MacCruiskeen » 20 Dec 2021 12:50 wrote:Extraordinary short Twitter interviiew between Fraser Nelson, editor of The Spectator, and Graham Medley, Professor of Infectious Disease Modelling and Chairman of SPI-M, the Scientific Pandemic Influenza Group on Modelling (SPI-M) (a sub-group of SAGE, the UK govt's Scientific Advisory Group for Emergencies).
If you must follow TheScience™, at least remember that TheScience™ has paymasters, and in this case it is directly following government instructions. ("Right, we need a big scary turkey for Christmas, with plenty of SAGE and onion stuffing and a side order of
SPIM. Call the boffins and place an order.")
[...]
NELSON: Thanks, this helps me understand. So you exclusively model bad outcomes that require restrictions and omit just-as-likely outcomes that would not require restrictions?
MEDLEY: We generally model what we are asked to model. There is a dialogue in which policy teams discuss with the modellers what they need to inform their policy.
·
NELSON: Okay, so you were asked to model bad Omicron outcomes and make no comment as to the probability?[...]
https://twitter.com/GrahamMedley/status ... 0213394434
Did you miss the bit in that exchange where he said wtte of:
"You know what's going to happen if it doesn't make people sick already - nothing. WE don't need to model that."
???
Here's more of what he said on his own twitter in response to that last comment by the Tory Editor.
Graham Medley
@GrahamMedley
·
Dec 19
GM - Why scientists should never engage in public understanding of science on this platform…
Quote Tweet
Bronan
@MightyBronan
· Dec 19
Replying to @alanvibe @FraserNelson and 4 others
‘We model what we are asked to’ - the cats well and truly out of the bag here isn’t it? Needs more coverage!
GM - I am going to give up on this, but just to finish by saying that this absolutely the wrong take. We model the scenarios that are most informative to help decisions be made
Quote Tweet
CORE447
@CORE447
· Dec 19
I know I quoted this a second ago but it is truly staggering!
The policy is lockdown. The model is then prepared to justify it. twitter.com/GrahamMedley/s…
GM - Absolutely not true. We model the scenarios that are most informative to enable Government decisions (and doing nothing is an option in that decision)
Quote Tweet
Bollywagger Twatfarthing
@bollywagger
· Dec 19
Replying to @LakeSong7 @FraserNelson and 4 others
The government tells them to model the worst case scenario, so they do it, unquestioningly. Then, the government deploys it's "let's do something so the public vote for us next GE" algorithm.
I've added
GM next to his comments.
You seem to be implying that the people doing the modelling are in on something when all they are doing is a job.
They are modelling the worst case scenario.
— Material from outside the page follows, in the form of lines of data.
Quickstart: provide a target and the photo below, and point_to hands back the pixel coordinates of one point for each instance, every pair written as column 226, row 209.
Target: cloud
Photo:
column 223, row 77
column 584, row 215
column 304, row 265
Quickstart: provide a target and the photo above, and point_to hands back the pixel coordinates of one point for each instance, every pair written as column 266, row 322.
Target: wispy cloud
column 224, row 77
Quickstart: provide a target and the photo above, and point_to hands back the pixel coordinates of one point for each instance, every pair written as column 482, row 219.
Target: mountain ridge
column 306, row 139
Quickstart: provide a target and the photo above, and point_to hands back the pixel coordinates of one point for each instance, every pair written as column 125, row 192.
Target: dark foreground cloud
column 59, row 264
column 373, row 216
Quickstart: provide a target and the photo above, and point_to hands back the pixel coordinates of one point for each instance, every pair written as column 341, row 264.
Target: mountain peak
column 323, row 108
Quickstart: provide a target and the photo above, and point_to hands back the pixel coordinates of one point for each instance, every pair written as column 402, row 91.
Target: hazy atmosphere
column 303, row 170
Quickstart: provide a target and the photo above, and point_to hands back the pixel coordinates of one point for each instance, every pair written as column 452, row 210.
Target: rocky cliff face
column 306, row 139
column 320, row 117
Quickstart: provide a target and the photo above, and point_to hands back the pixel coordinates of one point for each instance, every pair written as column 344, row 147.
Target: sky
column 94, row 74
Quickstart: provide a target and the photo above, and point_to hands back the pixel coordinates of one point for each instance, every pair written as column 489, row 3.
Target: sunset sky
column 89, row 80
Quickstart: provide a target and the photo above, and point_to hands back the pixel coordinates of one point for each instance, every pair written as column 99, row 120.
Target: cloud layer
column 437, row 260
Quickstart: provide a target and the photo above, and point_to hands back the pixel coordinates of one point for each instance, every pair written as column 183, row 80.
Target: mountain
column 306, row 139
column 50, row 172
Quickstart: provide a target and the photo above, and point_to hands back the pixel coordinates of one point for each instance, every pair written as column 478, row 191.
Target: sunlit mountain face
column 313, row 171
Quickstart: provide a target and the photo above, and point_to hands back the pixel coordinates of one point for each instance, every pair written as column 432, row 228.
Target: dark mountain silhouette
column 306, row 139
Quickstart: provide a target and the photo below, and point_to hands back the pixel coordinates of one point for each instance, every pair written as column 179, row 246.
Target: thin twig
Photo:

Its a model. It isn't the truth. Its one scenario out of many and depending on the variables involved it could be completely different depending on small changes to the initial inputs. Furthermore its a worst case type scenario. (Obviously there are much worse cases, but they'd involve the actual collapse of society. For example if COVID was as dangerous as MERS or even SARS1 and spread with the speed this variant seems to spread with. In which case the government doesn't need to model for them cos it won't be the government anymore.)
The best case scenario is no one gets sick enough to go to hospital and covid is no worse than the cold from here on. You don't need that situation modeled to make decisions based on that outcome. There are no special measures needed if its a best case scenario.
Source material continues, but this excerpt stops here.